Un mystérieux banquier a réussi à bloquer la semaine dernière la publication de son incartade extra-maritale par le Sun, un tabloïd à sensation (trois millions d'exemplaires par jour, quand même). Une cour de justice a interdit au dernier moment la révélation de l'histoire. Le Times, publication qui appartient au même groupe (celui du magnat Rupert Murdoch), s'en est offusqué lors d'un long éditorial, révélant autant qu'il le pouvait de l'affaire. Il s'agit d'un banquier senior qui était marié, sa maîtresse travaillait pour lui, et son institution financière était au coeur de la crise. Bref, cela laisse au maximum quelques dizaines de suspects. On peut prévoir quelques scènes tendues chez certains ménages ces jours-ci...

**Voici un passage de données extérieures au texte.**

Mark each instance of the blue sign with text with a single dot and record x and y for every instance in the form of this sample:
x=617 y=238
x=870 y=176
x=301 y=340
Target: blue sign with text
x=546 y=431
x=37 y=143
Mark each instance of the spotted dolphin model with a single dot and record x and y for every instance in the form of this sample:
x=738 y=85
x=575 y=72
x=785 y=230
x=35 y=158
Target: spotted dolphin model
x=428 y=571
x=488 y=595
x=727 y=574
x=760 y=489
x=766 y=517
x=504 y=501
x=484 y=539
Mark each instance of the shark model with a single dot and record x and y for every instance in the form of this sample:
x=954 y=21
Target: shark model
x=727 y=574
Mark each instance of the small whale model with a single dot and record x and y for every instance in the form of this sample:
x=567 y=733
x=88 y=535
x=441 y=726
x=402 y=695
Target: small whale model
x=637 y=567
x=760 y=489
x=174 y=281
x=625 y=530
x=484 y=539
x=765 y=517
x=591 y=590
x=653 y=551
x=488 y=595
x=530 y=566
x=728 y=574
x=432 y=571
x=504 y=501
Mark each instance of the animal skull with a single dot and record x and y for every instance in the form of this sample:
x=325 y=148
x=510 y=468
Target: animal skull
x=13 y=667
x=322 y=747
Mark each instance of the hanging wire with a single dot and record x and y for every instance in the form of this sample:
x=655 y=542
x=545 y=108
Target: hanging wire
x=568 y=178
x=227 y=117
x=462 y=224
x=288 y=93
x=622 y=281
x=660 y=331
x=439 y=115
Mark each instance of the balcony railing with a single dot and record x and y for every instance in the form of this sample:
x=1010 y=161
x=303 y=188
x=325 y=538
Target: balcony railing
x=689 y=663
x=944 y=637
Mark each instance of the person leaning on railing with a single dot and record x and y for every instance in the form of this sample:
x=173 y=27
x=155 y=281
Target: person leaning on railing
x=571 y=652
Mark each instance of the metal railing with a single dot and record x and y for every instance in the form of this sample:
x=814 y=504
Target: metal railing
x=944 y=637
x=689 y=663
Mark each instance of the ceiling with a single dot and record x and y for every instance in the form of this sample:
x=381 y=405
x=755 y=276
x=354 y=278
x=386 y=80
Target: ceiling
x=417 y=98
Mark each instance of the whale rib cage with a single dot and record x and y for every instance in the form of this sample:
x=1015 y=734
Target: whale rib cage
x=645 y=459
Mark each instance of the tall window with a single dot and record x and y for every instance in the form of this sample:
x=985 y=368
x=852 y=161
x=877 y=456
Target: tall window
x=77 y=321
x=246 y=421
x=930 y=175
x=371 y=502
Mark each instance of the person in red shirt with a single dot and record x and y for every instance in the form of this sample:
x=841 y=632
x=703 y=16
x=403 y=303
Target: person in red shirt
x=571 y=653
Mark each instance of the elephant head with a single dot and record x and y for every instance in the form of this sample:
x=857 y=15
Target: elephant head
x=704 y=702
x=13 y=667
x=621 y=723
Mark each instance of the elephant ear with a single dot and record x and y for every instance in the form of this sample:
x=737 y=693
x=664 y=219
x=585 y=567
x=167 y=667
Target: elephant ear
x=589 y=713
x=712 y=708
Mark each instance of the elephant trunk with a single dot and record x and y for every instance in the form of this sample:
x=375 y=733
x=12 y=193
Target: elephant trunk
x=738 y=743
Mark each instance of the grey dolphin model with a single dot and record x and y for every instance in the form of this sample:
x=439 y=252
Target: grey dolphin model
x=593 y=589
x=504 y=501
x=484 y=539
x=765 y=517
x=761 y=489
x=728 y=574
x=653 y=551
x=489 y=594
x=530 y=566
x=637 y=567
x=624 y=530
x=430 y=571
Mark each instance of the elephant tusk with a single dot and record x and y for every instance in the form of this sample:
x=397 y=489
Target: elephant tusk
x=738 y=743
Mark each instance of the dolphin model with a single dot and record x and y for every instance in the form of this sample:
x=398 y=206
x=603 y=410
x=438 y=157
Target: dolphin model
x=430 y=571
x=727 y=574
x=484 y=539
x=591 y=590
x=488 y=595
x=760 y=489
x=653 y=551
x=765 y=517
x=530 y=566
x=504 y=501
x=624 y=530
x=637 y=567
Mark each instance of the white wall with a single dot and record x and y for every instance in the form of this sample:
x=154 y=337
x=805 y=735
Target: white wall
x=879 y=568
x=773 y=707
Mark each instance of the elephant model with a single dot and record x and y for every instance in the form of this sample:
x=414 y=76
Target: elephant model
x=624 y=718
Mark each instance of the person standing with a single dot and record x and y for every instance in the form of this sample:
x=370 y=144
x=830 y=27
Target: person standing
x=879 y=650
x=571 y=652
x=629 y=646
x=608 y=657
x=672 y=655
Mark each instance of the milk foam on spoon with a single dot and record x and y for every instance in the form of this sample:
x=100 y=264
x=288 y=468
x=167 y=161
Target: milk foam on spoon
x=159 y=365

L'histoire vient confirmer, si besoin était, que les financiers de la City ont un penchant certain pour entretenir des maîtresses de luxe. Quoi de plus facile, avec un salaire très généreux, des horaires flexibles et des voyages à travers la planète en permanence ? Comme toujours à la City, il y a une certaine étiquette à respecter, avec une fine hiérarchie sociale parmi les niveaux de tromperie. Il y a la maîtresse officielle, invitée ouvertement lors de soirées ou d'événements publics. Il y a la maîtresse de deuxième rang, non déclarée en quelque sorte, mais néanmoins régulière. Et il y a les hôtesses de bars, ou call-girls de luxe, qui sont au chômage technique les soirs de Saint-Valentin, chaque banquier se sentant un minimum de responsabilité à inviter sa femme à dîner en cette date symbolique.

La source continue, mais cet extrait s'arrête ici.